Tony Charles (Mashesha) Pooley (1938–2004) was a South African naturalist, award-winning conservationist and one of the world's foremost authorities on the Nile crocodile.

Pooley spent his first years at Isipingo, KwaZulu-Natal, where he spent much time in the wetlands and seashore, collected snakes and became a keen ornithologist as a youth. He began his training as a game ranger for the (then) Natal Parks Board in Maputaland (now northern KwaZulu-Natal, also formerly known as Tongaland) in 1957, receiving much of his training as a naturalist from Zulu and Thonga game guards. The guards showed him a crocodile egg and asked him to identify which bird had laid it, to general amusement, which started his interest in crocodiles. His pioneering work on crocodile ecology and conservation are recorded, with his customary humour, in his first book, Discoveries of a Crocodile Man (Collins, 1982).

Pooley published numerous papers and chapters in books on crocodile behavior, made pioneering discoveries on crocodile maternal care, and croc-rearing techniques (see Further Reading, below). He assisted in drafting new regulations changing the status of Nile crocodiles from 'vermin' to 'protected', and was a founder member of the IUCN Crocodile Specialist Group.

He traveled to Italy, Australia, America, Papua New Guinea, Zambia and Zimbabwe advising on crocodile conservation and farming. Several films were made about his work, including the SABC documentary Ndumu: The Story of Crocodile Survival in South Africa, and the BBC's award-winning Gently Smiling Jaws, narrated by Sir David Attenborough. Pooley set up two crocodile research facilities, one at Ndumo Game Reserve, and the St Lucia Crocodile Research Centre, where he also set about educating visitors about crocodiles and their place in the ecosystem. He earned his MSc degree, in the "Ecology of the Nile Crocodile in Zululand", from the University of Natal in 1982, despite never having completed high school.

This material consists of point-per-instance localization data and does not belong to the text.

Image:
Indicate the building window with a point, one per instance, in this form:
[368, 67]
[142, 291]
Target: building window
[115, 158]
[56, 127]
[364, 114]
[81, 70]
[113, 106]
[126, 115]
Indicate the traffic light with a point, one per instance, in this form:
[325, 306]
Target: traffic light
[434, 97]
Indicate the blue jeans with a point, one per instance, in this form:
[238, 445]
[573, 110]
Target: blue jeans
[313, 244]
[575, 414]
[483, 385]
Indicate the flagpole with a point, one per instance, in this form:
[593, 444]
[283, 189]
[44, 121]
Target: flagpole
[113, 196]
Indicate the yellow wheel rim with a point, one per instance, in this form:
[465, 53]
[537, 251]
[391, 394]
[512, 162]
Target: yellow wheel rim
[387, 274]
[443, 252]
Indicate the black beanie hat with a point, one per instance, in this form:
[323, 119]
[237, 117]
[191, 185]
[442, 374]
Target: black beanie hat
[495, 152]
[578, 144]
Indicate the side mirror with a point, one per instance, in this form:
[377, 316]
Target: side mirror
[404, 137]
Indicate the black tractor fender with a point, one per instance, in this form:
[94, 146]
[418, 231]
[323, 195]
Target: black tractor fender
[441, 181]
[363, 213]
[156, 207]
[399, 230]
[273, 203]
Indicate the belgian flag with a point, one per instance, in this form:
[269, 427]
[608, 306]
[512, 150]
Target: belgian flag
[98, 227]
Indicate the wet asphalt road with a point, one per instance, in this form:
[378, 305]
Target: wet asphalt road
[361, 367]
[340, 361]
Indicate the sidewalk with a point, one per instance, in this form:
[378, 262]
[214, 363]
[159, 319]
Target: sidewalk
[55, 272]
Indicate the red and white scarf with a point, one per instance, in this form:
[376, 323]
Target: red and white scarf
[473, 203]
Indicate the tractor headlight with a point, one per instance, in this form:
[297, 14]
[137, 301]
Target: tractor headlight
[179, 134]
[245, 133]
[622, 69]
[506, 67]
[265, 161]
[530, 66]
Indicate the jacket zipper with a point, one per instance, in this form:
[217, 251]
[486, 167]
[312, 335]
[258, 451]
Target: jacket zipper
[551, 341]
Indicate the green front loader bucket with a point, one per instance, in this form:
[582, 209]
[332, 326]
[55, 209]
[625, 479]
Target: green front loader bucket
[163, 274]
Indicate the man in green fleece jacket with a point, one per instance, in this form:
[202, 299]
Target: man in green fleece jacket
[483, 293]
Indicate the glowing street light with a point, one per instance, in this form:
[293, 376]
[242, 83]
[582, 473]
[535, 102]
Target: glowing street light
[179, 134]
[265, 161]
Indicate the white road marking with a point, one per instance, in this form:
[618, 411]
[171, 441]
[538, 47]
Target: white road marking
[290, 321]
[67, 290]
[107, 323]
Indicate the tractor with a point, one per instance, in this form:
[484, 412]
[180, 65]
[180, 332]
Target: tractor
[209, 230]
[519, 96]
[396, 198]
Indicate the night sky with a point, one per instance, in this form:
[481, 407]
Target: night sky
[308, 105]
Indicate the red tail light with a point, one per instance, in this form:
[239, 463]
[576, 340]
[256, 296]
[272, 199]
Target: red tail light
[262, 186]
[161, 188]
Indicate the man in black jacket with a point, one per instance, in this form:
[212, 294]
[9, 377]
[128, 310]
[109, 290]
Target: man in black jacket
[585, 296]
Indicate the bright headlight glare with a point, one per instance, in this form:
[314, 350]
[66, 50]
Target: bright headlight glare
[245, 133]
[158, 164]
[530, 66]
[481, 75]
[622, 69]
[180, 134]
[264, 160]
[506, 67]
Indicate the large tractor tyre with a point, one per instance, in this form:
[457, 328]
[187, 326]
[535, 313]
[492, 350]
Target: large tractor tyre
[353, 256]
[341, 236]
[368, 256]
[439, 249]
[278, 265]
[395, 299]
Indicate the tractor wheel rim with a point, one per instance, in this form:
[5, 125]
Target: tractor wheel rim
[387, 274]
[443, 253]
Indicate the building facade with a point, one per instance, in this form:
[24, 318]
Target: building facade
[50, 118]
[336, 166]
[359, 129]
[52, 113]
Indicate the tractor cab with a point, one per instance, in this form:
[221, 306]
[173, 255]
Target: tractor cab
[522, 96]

After leaving the Natal Parks Board, he set up what was then southern Africa's largest private crocodile farm, Crocworld, near Scottburgh on the south coast of KwaZulu-Natal, which combined commercial farming with education (it is now a Conservation Centre). Thereafter he worked as a wildlife consultant and lectured at the Mangosuthu Technikon educating future African conservationists. As a consultant, Pooley worked with numerous film crews from the US, UK, France, Germany, South Africa and elsewhere, including the BBC Natural History Unit and the Discovery Channel. These programmes and films included special features on crocodiles, a film on the interaction of humans and vervet monkeys, and documentaries on conservation issues. His last film for the BBC was Missing - Presumed Eaten, documenting his successful defence of the reputation of the Nile crocodile against a life-insurance scam. He also made and published records of wildlife sounds, and an album of Thonga music.

Pooley was one of the leading defenders of the dunes at Lake St. Lucia, now part of the Greater St. Lucia Wetland Park, a UNESCO World Heritage Park. He was chairman of the Campaign for St Lucia, which helped to defend the park against proposed open-cast dune mining and get it proclaimed as a heritage park, and later coordinated a campaign preventing the deproclamation of part of the Ndumo Game Reserve. This campaign is ongoing. Tony's efforts as a conservationist were recognised by awards from The Wildlife Society and Ezemvelo KZN Wildlife (formerly the Natal Parks Board).

Pooley's best-known publication is probably Mashesha - The Making of a Game Ranger, first published by Southern Book Publishers in 1992. "Mashesha" can be basically translated from Zulu as "He who hurries and takes", a reference to Pooley's work in pursuing poachers, though in Mashesha he reflects on the moral quandaries of arresting poachers inside the reserve given the struggles of the rural poor living around the reserve.

Pooley died in late 2004. He is survived by his wife, Elsa, an artist who illustrated Mashesha and has published definitive guides on South African plant life and three sons: Simon (who also contributes to crocodile conservation; specifically on human-wildlife conflict and coexistence), Justin (senior environmental, social, and corporate governance (ESG) with the IFC) and Thomas (musicologist: ethnomusicology and music cognition).